The Dean, Faculty of Environmental Sciences, Nasarawa State University Keffi, Prof Nasiru Idris, said the laws that established universities are very clear and the criteria for appointing vice-chancellors and other principal officers of tertiary institutions have not narrowed down the office to either university community or a particular region.

“Merits and scholarships always take the light of the day. As the name implies, University is universal. Be it a federal, state or private university, but local factors always prevail nowadays unlike the practice in the past,” he said.

He pointed out that Prof. Adamu Baikie from Kano State was at one time VC of the University of Benin; Prof. Isa Mohammed from Bauchi was one time VC of University of Calabar; while the current Tor Tiv from Benue was one time VC of the Federal University Dutsinma, Katsina State and a host of others.

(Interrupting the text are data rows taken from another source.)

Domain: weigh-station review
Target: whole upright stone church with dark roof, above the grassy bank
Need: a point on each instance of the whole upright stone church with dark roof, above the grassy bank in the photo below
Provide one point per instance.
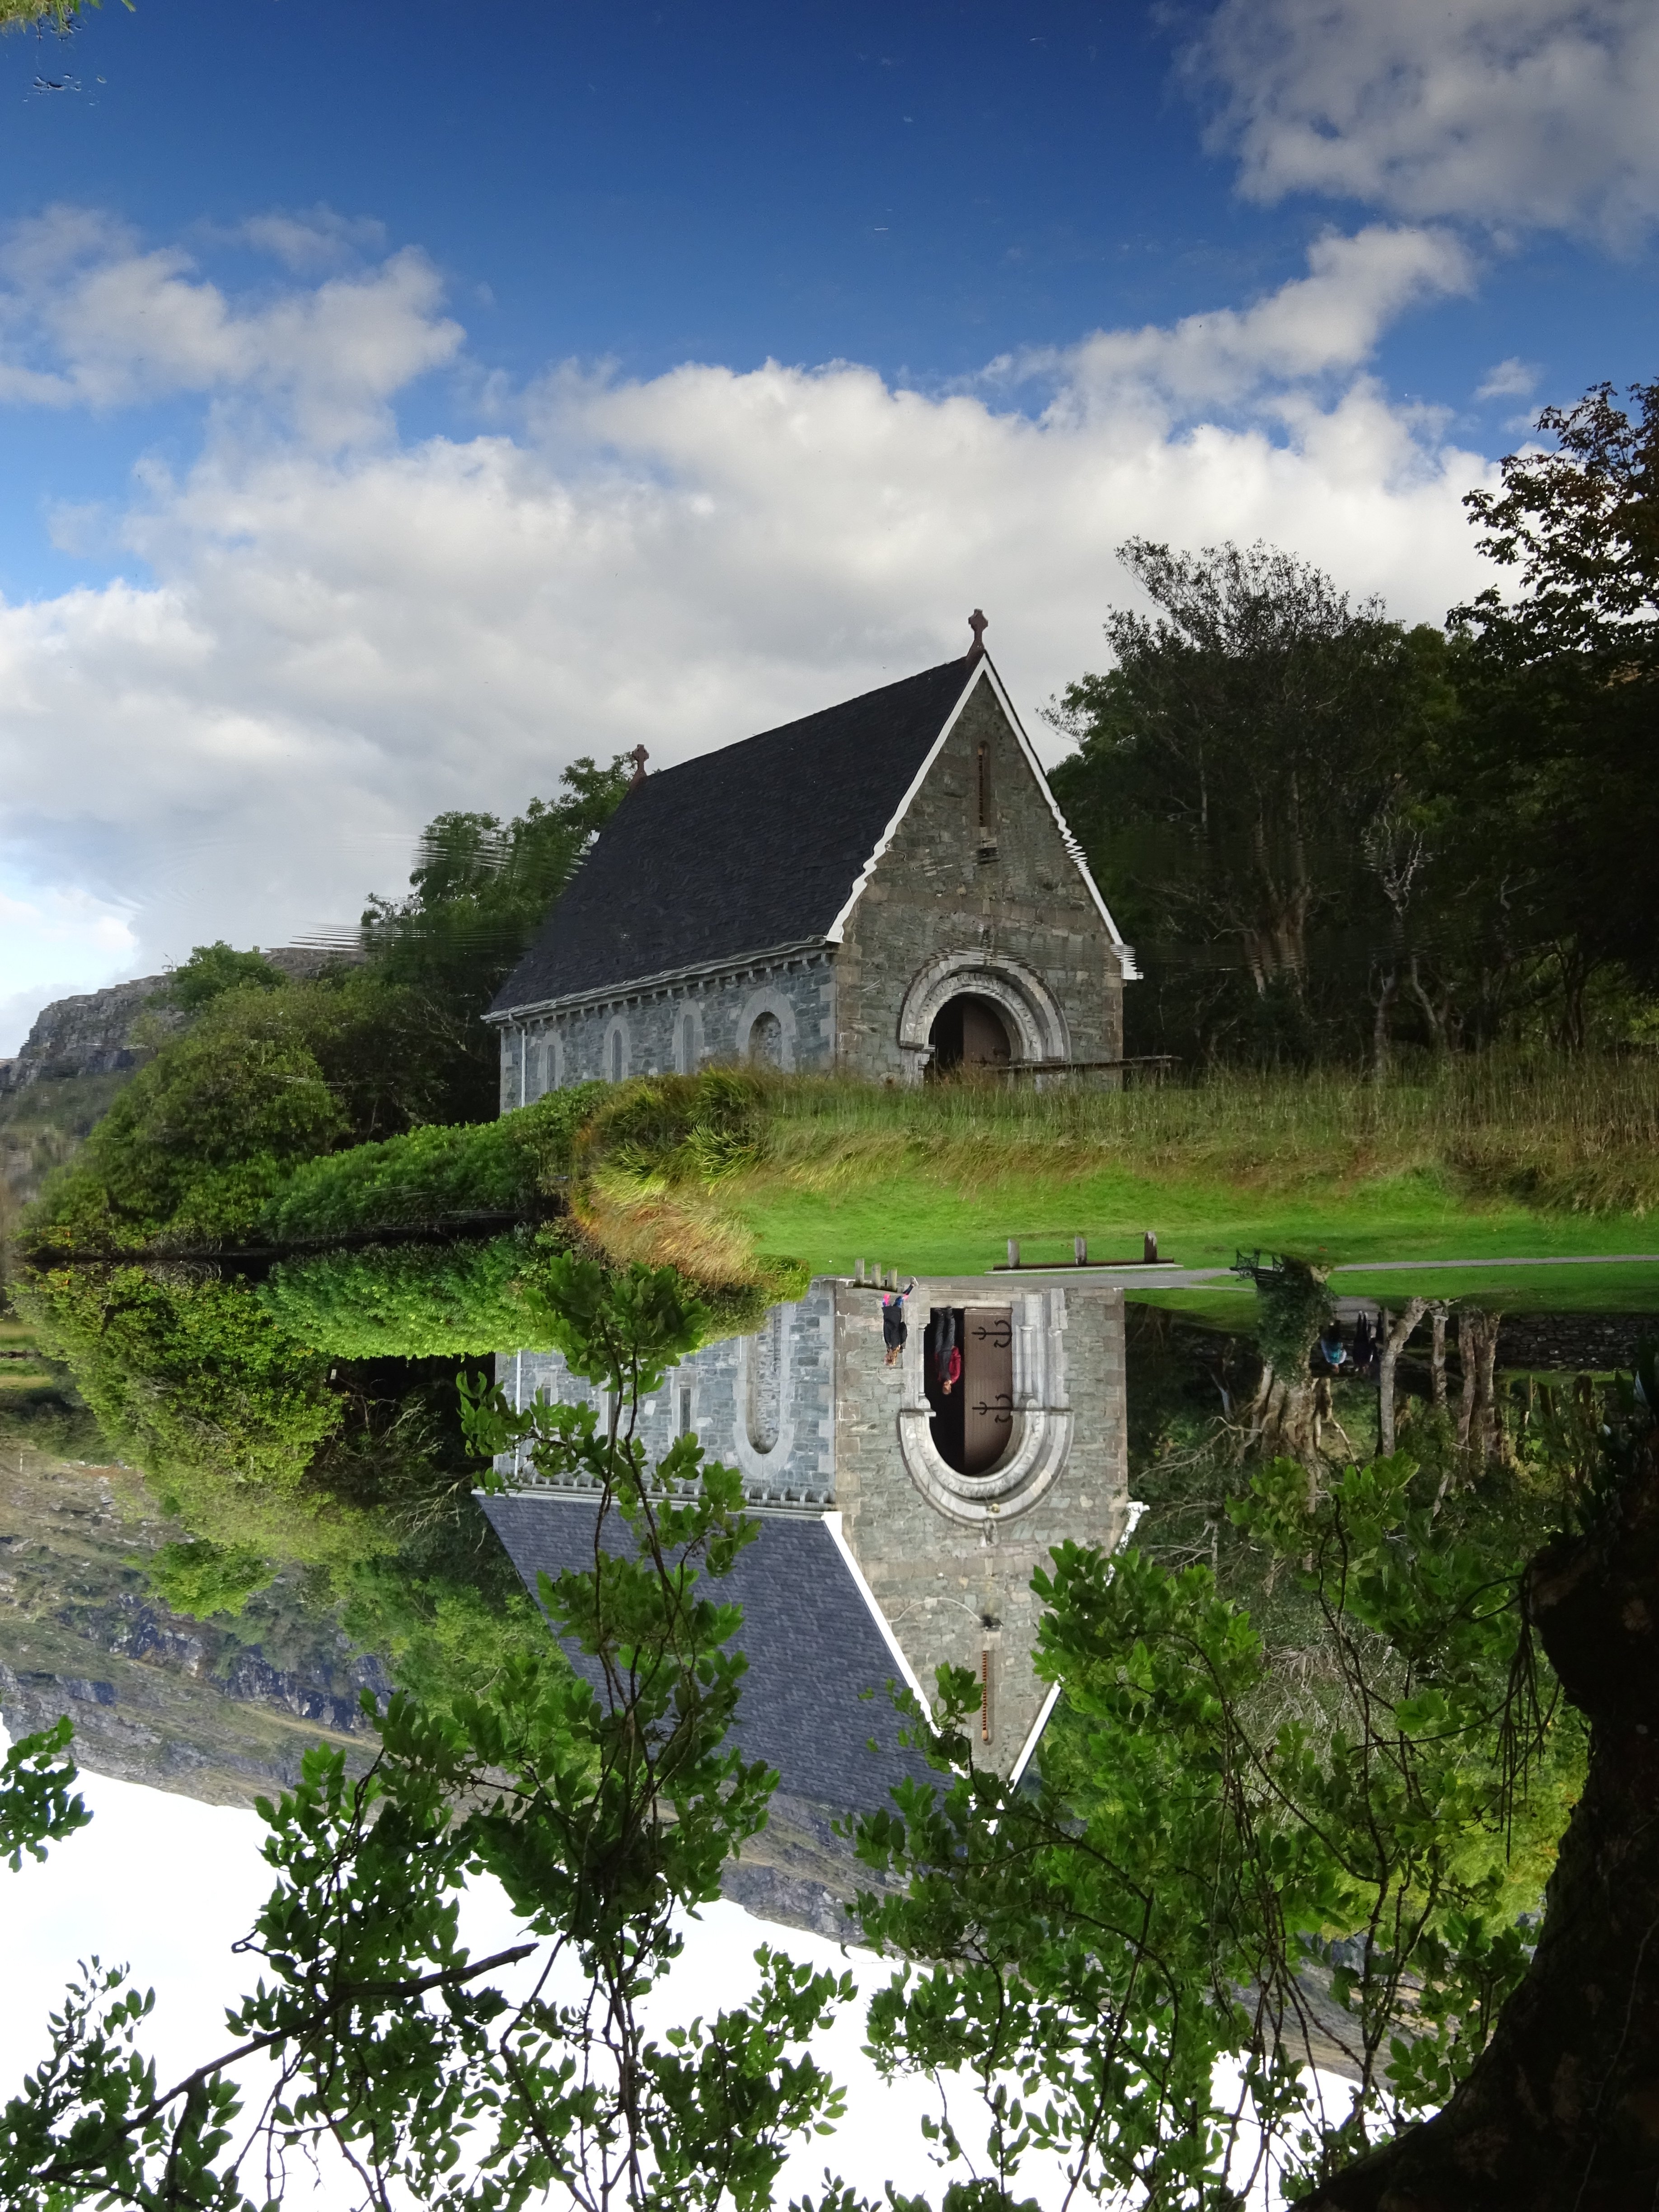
(884, 888)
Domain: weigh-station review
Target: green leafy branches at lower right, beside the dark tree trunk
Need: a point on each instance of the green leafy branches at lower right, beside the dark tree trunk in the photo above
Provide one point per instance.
(1218, 1870)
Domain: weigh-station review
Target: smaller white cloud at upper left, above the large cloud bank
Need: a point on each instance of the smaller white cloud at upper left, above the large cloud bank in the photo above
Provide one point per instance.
(94, 320)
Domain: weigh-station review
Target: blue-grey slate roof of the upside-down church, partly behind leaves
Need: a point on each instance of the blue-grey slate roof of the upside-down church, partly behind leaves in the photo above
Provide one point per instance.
(808, 1636)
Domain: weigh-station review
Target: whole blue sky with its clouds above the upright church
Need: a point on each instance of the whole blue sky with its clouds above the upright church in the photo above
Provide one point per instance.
(399, 404)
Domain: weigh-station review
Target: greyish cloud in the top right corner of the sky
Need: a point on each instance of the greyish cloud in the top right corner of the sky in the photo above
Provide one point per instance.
(1501, 112)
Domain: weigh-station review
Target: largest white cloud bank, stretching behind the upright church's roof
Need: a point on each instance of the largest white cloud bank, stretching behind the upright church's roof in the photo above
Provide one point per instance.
(333, 645)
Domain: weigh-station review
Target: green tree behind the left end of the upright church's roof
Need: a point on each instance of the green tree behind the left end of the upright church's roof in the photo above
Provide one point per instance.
(479, 893)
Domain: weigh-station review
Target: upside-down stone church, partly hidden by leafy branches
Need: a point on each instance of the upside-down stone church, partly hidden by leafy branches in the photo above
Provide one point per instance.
(899, 1532)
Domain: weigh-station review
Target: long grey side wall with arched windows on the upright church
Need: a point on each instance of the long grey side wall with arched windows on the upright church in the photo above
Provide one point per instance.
(565, 1050)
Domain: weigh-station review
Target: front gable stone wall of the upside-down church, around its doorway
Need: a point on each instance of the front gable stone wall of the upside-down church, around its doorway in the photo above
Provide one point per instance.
(939, 1580)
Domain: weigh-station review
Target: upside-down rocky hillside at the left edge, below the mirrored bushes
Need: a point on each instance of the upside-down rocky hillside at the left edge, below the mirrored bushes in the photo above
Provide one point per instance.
(218, 1713)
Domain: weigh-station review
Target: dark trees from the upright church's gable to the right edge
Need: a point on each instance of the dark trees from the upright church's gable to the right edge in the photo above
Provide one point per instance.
(1333, 837)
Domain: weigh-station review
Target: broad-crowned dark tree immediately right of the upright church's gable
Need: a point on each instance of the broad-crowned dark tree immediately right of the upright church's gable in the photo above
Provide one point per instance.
(1242, 791)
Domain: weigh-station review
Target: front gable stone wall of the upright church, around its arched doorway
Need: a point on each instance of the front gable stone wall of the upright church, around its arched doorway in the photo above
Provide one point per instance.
(935, 895)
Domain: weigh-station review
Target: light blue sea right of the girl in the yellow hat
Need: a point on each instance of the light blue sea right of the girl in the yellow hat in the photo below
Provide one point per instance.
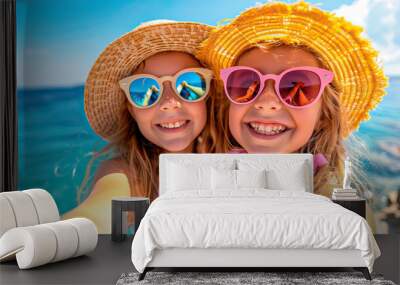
(381, 135)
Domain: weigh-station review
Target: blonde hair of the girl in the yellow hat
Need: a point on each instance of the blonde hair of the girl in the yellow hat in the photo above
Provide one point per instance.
(327, 137)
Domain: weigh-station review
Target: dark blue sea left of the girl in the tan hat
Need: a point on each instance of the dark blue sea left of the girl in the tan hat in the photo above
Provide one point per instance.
(55, 142)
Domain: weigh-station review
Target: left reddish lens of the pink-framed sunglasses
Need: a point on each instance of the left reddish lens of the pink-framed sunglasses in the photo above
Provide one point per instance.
(243, 85)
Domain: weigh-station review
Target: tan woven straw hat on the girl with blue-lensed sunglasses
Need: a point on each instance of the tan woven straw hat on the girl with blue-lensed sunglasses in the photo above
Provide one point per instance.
(103, 98)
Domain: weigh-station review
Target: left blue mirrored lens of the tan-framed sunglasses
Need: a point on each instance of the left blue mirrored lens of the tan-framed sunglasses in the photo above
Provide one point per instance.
(144, 91)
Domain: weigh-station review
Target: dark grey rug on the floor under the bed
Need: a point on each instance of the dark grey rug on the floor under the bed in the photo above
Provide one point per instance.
(231, 278)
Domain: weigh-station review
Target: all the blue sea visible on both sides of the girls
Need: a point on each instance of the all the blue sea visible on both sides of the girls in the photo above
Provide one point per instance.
(56, 143)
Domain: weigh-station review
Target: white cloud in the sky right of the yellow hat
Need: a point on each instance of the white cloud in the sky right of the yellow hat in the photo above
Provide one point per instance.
(380, 19)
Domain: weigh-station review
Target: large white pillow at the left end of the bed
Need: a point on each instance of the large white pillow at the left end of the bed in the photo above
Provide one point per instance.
(181, 177)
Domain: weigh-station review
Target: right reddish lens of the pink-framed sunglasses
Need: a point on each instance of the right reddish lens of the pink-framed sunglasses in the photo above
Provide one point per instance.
(299, 87)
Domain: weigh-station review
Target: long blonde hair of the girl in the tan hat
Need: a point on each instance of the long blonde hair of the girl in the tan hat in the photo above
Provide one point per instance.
(142, 156)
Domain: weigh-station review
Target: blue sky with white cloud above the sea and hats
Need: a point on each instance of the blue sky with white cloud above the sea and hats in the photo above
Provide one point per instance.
(59, 40)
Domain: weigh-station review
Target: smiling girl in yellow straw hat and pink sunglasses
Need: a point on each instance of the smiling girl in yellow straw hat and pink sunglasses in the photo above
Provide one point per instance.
(293, 78)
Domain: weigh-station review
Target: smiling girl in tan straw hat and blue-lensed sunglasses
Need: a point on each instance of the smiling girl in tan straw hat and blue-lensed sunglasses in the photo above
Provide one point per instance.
(146, 94)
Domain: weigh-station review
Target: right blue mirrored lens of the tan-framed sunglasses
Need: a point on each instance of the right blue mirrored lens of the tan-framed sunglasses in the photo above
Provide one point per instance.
(191, 86)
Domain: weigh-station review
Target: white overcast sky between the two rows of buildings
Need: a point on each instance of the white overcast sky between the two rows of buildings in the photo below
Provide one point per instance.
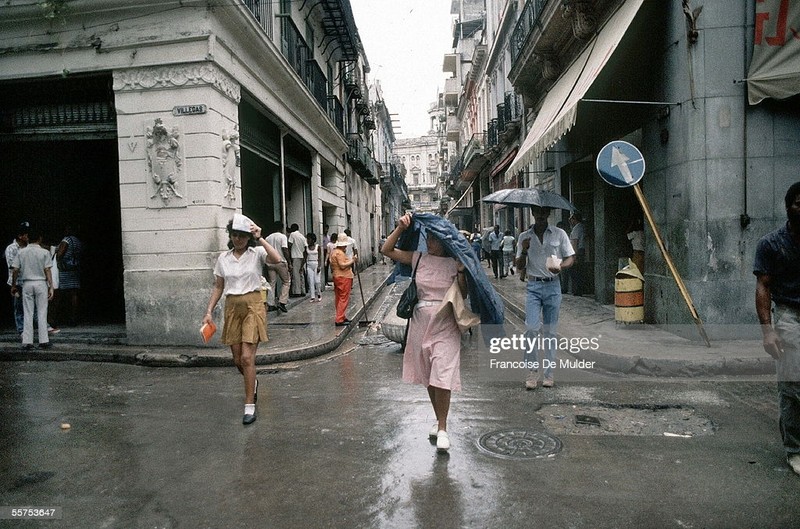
(405, 42)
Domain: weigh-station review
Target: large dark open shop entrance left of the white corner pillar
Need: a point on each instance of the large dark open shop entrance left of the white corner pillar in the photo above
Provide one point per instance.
(59, 167)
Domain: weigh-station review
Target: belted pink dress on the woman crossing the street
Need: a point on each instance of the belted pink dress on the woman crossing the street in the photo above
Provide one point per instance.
(432, 355)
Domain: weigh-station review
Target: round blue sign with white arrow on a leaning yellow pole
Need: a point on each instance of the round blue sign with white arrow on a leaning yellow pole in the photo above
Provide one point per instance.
(620, 164)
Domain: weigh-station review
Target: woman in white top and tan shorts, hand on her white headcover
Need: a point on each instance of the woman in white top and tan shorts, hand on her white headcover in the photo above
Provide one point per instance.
(237, 276)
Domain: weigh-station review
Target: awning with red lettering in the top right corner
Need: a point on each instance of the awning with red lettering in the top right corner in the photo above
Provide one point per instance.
(775, 66)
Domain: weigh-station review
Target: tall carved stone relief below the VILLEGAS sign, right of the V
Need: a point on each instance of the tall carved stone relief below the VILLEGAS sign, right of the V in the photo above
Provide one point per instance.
(165, 166)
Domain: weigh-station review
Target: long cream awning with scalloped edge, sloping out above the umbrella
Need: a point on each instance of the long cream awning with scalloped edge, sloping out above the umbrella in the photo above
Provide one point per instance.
(559, 110)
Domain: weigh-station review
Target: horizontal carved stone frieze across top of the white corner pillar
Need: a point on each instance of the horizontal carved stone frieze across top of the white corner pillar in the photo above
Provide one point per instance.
(177, 76)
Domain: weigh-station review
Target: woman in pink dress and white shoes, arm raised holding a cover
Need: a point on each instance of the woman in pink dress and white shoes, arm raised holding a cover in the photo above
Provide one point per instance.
(433, 348)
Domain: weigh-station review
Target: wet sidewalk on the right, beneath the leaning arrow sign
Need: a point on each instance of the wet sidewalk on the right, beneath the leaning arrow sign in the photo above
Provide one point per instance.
(643, 349)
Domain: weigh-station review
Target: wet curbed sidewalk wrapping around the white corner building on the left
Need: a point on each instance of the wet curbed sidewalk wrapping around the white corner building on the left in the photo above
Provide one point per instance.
(306, 331)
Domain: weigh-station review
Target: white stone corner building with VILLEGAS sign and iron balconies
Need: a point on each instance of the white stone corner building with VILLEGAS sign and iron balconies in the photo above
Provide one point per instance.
(149, 124)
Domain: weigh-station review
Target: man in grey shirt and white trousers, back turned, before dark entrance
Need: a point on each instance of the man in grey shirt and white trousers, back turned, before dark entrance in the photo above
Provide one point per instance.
(32, 266)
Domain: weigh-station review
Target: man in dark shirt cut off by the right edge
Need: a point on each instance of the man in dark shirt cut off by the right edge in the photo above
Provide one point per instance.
(777, 270)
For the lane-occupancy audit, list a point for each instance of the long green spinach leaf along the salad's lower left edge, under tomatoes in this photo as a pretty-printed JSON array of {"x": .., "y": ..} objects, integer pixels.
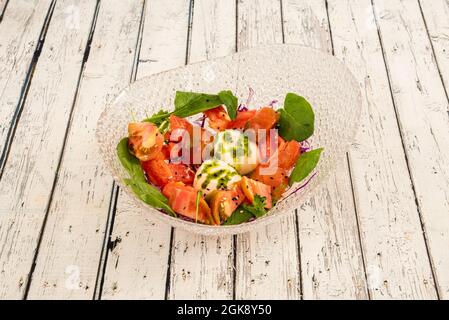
[{"x": 137, "y": 182}]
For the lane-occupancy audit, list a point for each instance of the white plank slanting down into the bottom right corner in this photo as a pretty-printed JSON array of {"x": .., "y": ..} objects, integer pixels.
[{"x": 422, "y": 108}]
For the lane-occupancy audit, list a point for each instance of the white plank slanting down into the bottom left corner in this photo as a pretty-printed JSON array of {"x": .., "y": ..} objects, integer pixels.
[{"x": 30, "y": 171}]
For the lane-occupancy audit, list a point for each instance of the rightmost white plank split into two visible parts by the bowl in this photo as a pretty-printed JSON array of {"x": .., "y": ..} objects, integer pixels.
[{"x": 331, "y": 258}]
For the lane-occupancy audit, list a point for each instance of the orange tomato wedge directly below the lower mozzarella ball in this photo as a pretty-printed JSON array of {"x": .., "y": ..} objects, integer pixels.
[{"x": 223, "y": 203}]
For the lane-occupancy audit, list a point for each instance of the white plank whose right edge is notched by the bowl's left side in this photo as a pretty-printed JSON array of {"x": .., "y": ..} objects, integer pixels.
[{"x": 68, "y": 259}]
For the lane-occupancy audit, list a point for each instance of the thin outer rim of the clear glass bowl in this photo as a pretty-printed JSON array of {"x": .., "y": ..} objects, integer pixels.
[{"x": 199, "y": 228}]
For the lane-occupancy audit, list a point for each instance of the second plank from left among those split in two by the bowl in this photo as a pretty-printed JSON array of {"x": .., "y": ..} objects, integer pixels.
[{"x": 202, "y": 267}]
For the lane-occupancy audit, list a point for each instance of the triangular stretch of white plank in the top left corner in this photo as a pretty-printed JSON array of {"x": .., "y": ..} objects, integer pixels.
[{"x": 20, "y": 30}]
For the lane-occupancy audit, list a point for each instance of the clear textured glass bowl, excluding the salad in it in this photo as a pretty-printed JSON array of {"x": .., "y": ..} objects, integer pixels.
[{"x": 272, "y": 72}]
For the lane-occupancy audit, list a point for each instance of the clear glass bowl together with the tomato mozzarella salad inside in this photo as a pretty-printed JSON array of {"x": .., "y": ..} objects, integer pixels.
[{"x": 218, "y": 164}]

For the process to succeed, he advised that it should be transparent and all stakeholders should be involved without underlying motive.

“Most problems normally occur because some outgoing vice chancellors and chairmen of governing councils always want to impose who takes over from them and some university communities and other stakeholders would resist thus leading to crisis as we have seen in University of Ibadan and OAU and others,” he said.

The don, however, maintained that full university autonomy is the answer, adding that there should be no external influence, be it from the governor, president, minister of education or politicians regarding the appointment of vice chancellor and other principal officers of the university.”